Grey warblers, while sharing the same winter-peaking seasonality as bellbirds, have been in steady decline around the Burns building for the past seven years. I hear them only about 15% as often now as I did seven years ago. Despite this large decline, I had not noticed that there had been any decline until I graphed my counts. Human brains are shockingly bad at noticing gradual trends.

grey warbler
Grey warblers are one of NZ's two smallest birds. They're more often heard than seen, having a loud and distinctive song.
Grey warbler (riorio) trends from my office window
My office counts show an ongoing decline in grey warblers, starting years before the university began removing trees from around the building. I'm also more likely to hear grey warblers singing in winter than summer months.

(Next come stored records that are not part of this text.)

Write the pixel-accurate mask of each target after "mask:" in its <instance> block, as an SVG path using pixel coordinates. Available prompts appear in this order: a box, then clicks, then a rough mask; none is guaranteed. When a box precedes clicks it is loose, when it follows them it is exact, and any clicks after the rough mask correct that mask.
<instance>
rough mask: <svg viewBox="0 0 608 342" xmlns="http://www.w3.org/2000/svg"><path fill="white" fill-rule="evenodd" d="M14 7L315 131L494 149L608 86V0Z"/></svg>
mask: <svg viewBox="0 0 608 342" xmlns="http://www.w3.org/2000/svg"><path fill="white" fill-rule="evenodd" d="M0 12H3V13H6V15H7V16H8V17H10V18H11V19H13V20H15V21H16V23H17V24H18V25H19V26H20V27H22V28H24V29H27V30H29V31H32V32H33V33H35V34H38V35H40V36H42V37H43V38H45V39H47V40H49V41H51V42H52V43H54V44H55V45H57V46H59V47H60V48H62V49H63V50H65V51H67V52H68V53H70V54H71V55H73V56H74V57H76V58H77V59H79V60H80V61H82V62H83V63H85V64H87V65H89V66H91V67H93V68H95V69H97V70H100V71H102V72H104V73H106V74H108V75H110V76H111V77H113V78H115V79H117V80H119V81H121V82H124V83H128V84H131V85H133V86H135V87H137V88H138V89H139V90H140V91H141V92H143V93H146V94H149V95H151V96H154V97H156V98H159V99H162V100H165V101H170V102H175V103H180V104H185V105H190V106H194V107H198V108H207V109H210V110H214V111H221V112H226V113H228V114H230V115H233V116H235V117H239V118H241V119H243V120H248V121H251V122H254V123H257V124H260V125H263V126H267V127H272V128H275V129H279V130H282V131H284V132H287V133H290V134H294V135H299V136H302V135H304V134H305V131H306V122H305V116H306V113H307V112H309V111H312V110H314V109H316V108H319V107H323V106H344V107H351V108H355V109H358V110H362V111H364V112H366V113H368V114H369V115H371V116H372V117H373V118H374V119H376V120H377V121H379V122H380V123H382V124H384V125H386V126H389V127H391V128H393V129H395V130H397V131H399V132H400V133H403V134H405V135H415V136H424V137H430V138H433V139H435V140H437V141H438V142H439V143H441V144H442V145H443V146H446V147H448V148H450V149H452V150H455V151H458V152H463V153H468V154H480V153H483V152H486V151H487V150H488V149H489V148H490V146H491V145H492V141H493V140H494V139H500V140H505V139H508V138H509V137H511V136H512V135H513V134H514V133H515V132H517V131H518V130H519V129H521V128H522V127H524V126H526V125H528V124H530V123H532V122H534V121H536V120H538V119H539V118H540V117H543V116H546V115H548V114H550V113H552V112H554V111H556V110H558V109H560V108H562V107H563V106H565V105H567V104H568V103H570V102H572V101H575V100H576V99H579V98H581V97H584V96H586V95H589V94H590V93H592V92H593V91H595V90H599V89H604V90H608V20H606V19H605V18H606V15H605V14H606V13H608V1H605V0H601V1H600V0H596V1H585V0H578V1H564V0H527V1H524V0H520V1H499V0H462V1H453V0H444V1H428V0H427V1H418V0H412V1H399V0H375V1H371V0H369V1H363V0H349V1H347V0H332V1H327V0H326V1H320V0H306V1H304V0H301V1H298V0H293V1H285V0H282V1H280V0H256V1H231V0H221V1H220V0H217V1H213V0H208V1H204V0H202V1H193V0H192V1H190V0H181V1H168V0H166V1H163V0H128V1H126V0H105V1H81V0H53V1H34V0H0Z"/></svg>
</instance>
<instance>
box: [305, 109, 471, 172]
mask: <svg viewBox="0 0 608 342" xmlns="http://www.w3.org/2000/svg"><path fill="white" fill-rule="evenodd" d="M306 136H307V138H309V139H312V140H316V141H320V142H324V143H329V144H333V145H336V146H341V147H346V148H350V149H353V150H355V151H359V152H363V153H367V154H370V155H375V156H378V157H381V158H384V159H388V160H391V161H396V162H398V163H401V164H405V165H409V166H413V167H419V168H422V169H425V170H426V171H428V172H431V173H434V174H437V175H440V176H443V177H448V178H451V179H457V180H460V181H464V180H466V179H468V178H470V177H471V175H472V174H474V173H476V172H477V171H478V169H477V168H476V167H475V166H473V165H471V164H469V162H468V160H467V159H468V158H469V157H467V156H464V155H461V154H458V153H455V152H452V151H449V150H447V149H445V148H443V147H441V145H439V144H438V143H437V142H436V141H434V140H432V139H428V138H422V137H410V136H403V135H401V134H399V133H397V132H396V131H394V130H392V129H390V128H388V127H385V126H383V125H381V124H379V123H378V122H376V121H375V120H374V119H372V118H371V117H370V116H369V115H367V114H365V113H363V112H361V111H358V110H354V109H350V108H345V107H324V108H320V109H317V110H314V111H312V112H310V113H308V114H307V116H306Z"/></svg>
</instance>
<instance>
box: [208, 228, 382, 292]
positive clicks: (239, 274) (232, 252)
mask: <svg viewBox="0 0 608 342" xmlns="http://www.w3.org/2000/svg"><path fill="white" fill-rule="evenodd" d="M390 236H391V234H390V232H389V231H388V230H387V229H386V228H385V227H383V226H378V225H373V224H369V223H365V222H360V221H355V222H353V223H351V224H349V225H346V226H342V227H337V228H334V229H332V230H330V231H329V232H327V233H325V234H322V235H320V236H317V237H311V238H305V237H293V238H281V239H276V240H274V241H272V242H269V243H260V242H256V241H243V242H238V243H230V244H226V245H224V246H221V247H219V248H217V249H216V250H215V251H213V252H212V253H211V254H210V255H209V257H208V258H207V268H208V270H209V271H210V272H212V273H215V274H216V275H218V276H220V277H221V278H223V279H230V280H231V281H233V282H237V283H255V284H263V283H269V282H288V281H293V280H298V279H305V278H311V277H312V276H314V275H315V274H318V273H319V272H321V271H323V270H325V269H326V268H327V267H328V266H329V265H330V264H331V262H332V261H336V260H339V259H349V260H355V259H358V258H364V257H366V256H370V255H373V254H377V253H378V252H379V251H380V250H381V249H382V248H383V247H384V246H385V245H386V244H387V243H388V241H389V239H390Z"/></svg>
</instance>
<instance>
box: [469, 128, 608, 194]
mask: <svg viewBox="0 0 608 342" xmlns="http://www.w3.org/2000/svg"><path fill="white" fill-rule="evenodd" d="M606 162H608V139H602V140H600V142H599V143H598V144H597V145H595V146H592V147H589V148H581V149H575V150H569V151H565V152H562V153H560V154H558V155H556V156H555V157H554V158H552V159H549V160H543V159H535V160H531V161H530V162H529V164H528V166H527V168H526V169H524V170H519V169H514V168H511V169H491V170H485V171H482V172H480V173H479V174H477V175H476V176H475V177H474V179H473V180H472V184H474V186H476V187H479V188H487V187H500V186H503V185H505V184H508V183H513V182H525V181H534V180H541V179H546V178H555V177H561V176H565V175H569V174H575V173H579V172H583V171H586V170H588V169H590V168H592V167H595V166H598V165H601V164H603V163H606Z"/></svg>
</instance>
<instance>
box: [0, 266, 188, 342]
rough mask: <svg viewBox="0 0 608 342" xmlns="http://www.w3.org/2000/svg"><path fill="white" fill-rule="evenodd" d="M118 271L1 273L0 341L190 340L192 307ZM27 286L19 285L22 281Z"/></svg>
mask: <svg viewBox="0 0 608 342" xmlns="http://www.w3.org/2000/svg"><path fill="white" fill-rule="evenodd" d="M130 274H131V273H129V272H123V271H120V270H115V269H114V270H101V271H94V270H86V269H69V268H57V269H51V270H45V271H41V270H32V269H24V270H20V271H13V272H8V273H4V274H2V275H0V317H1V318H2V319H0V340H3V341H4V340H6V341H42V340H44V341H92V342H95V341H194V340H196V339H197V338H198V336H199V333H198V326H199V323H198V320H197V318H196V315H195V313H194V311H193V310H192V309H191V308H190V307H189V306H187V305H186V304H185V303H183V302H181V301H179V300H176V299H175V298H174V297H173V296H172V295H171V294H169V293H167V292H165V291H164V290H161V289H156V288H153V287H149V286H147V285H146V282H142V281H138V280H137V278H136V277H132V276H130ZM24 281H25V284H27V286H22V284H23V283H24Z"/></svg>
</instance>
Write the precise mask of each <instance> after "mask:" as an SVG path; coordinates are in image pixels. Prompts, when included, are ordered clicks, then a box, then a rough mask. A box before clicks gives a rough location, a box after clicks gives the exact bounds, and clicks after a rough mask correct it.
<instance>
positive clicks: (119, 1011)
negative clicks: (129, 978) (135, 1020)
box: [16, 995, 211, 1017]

So, with three birds there were three different trends: bellbirds only present in the winter months and rising then falling, fantails with a weak seasonal trend and rising then falling, and grey warblers steadily declining. At this stage, I have not curated and analysed enough of my other Lincoln counts to know if these trends are consistent across Lincoln town. There has definitely been a local decline in recent years associated with the felling of most nearby large trees. However, there was already a significant declining trend in grey warblers before the tree felling. Like most long-term monitoring, these trends raise more questions than they answer.

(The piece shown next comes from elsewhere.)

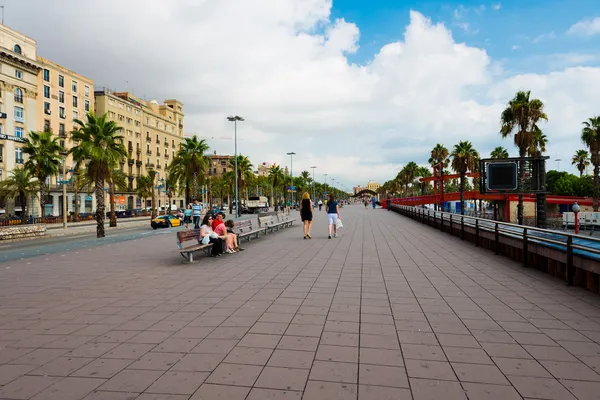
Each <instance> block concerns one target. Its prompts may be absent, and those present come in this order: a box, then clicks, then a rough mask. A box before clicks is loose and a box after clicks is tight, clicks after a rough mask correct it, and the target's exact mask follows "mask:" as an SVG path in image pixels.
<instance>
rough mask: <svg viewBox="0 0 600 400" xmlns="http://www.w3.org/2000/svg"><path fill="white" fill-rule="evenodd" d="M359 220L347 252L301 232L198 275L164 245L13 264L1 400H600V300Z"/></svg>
mask: <svg viewBox="0 0 600 400" xmlns="http://www.w3.org/2000/svg"><path fill="white" fill-rule="evenodd" d="M344 214H345V215H347V217H346V218H345V220H346V221H345V222H346V223H347V227H346V229H343V230H342V232H341V235H340V237H339V238H338V239H336V240H331V241H328V240H326V237H325V236H324V233H323V232H325V229H326V226H325V223H324V221H323V220H322V219H320V218H315V223H314V230H313V240H312V241H303V240H298V231H299V230H298V229H299V228H298V227H294V228H292V229H285V230H282V231H280V232H278V233H276V234H273V235H269V236H268V237H267V238H261V239H260V240H257V241H252V243H250V244H248V246H247V251H246V252H244V253H243V254H241V255H238V256H236V257H224V258H221V259H209V258H202V257H199V259H198V261H197V262H196V265H194V266H191V267H190V266H189V265H187V264H184V263H182V261H180V259H178V258H175V257H173V254H172V253H173V252H172V246H171V245H172V243H171V242H170V241H168V240H167V241H166V242H165V241H164V238H163V237H150V238H146V239H142V240H138V241H133V242H126V243H120V244H116V245H112V246H111V254H110V255H107V254H106V251H105V250H106V249H105V248H103V247H102V246H100V247H98V248H92V249H90V250H89V251H86V252H85V254H81V253H75V252H67V253H66V254H65V255H64V256H62V257H60V262H57V261H58V257H56V256H53V255H49V256H47V257H45V258H44V259H40V258H38V259H35V261H36V262H35V263H33V262H32V263H31V264H27V265H23V263H22V261H20V262H19V261H15V262H10V263H6V266H14V268H10V269H0V304H2V305H3V311H4V312H3V313H2V314H0V385H3V386H1V387H0V399H4V398H8V399H13V398H15V399H30V398H34V399H54V398H60V399H67V400H68V399H70V398H78V399H81V398H83V399H86V400H103V399H111V400H121V399H128V400H133V399H135V398H137V399H138V400H152V399H161V400H183V399H193V400H198V399H211V400H212V399H226V400H236V399H244V400H257V399H261V400H262V399H266V400H268V399H278V400H279V399H301V398H305V399H316V400H318V399H328V400H329V399H332V398H335V399H354V400H358V399H361V400H369V399H377V400H386V399H398V400H402V399H411V398H412V399H414V400H421V399H436V400H437V399H440V398H444V399H449V400H452V399H466V398H467V396H468V397H469V398H470V399H471V400H472V399H480V398H482V399H492V400H493V399H503V400H504V399H506V400H511V399H518V398H521V397H523V398H545V399H553V398H556V399H571V398H578V399H591V398H595V397H594V396H596V395H597V393H599V392H600V375H599V372H600V297H598V296H597V295H594V294H591V293H588V292H585V291H583V290H581V289H578V288H569V287H565V286H564V285H563V282H561V281H560V280H557V279H554V278H552V277H550V276H548V275H544V274H543V273H540V272H538V271H536V270H533V269H523V268H522V267H521V266H520V265H518V264H517V263H515V262H513V261H511V260H508V259H505V258H502V257H496V256H494V255H493V253H491V252H488V251H486V250H482V249H480V248H476V247H474V246H472V245H470V244H468V243H466V242H462V241H460V239H458V238H453V237H450V236H448V235H446V234H442V233H440V232H439V231H438V230H434V229H431V228H430V227H427V226H424V225H422V224H419V223H417V222H415V221H411V220H408V219H404V218H402V217H400V216H398V215H396V214H393V213H388V212H387V211H385V210H375V211H373V210H364V208H361V207H360V206H357V207H347V208H344ZM167 234H168V235H172V232H167ZM132 252H135V254H138V255H139V257H137V258H136V259H135V260H131V262H130V264H131V265H130V266H129V265H128V267H127V268H124V267H123V265H122V264H120V263H118V262H117V263H111V262H110V261H109V260H110V259H111V257H114V258H115V260H120V259H122V258H123V257H126V256H127V255H128V254H131V253H132ZM46 258H47V259H46ZM90 259H103V260H105V259H106V260H108V261H109V262H105V263H102V264H101V265H100V266H98V265H96V266H94V267H92V266H91V265H90V264H89V260H90ZM17 267H18V268H17ZM48 270H51V271H52V273H51V274H47V273H46V272H47V271H48ZM84 278H85V279H84ZM23 282H28V284H27V285H24V284H23ZM114 282H119V287H118V288H117V287H115V284H114ZM29 283H30V284H29Z"/></svg>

Despite how easy it was to make these observations, I’m not aware of any other datasets that reveal what’s been happening with these birds in Lincoln. That is, besides other counts I’ve done myself and with students (those still need a fair amount of curation before they’ll be ready for analysis). There’s no official long-term monitoring of terrestrial biodiversity in Lincoln. That’s despite Lincoln marketing itself as an Envirotown and being the location of a university and several government research institutes.

If Lincoln doesn’t monitor its nature, it’s no real surprise that there’s little to no long-term monitoring in most towns and cities in New Zealand, or the world. As I hope I’ve shown here, it really doesn’t need to be this way. Some long-term monitoring is as simple as opening your office window and listening. So what are you waiting for?

Postscript: My office counts are likely to come to an abrupt halt sometime soon when the Burns building is demolished. I’ll be shifted into a new air conditioned open plan area of the modern replacement building. Still, monitoring never dies. Anytime in the future someone can sit outside the site of the new building for 20 minutes and compare what they see and hear to my seven years of recording. I expect they’ll again be surprised by how much things have changed.